New Knowledge Gained
The main novelties of our manuscript are the following:
1. To our knowledge, this is the first study which assessed the feasibility of determining relative hepatic uptake of 99mTc-MIBI during rest phase MPI scan in screening patients for NAFLD, alongside evaluating the effect of different acquisition timings on the results.

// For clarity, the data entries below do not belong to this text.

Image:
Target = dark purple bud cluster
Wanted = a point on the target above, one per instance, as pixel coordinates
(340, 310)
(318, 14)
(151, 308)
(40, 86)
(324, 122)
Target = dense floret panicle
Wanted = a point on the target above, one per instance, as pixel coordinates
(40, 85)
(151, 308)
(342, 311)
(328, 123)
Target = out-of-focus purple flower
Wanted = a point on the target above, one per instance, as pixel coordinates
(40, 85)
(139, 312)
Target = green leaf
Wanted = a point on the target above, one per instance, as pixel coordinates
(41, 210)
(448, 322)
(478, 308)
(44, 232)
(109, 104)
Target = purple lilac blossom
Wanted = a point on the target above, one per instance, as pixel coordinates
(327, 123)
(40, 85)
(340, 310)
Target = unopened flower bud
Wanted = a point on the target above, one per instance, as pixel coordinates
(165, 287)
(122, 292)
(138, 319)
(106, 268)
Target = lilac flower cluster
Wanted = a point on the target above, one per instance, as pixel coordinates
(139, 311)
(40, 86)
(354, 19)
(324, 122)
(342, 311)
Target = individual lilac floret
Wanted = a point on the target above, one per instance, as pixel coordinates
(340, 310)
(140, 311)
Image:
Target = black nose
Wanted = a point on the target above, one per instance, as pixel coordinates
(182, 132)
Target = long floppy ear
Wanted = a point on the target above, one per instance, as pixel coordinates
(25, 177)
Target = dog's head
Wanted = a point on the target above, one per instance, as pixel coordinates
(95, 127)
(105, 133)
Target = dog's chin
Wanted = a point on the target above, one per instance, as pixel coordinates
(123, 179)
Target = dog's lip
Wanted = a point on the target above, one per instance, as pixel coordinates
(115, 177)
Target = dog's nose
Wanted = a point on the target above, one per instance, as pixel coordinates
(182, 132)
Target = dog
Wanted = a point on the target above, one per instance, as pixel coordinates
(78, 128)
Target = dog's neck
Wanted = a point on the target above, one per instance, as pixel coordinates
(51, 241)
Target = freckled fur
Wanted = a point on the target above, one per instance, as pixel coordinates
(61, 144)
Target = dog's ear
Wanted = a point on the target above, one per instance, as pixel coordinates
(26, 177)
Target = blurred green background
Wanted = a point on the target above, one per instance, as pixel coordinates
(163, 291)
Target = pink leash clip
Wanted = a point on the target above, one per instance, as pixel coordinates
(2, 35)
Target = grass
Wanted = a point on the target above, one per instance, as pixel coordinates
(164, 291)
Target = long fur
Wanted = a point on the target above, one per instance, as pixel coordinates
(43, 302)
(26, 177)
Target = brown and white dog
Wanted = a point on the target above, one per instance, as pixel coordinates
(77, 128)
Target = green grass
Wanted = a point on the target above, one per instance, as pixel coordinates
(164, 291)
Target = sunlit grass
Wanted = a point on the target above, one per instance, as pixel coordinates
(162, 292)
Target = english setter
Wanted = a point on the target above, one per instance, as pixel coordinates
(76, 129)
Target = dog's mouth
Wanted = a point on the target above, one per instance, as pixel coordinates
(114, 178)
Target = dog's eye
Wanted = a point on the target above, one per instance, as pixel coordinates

2. To our knowledge, this is the first study which developed a model to predict NAFLD during MPI, based on patient’s demographic, laboratory and multiple time point scintigraphy data
3. In comparison with the single reported previous study addressing this matter, comparing relative hepatic uptake of 99mTc-MIBI in steatohepatitis versus simple hepatic steatosis, our study compromised a significantly larger population including a control group, enabling assessing the value of relative 99mTc-MIBI hepatic uptake as a screening tool in differentiating NAFLD (regardless of degree) from non-NAFLD patients. Also, our study was performed in MPI setting with all participants undergoing stress phase as well, including only patients with normal myocardial perfusion. Therefore, the interfering effect of possibly reduced myocardial uptake due to any simultaneous cardiomyopathy was accounted for and the results could be attributed to routine MPI studies.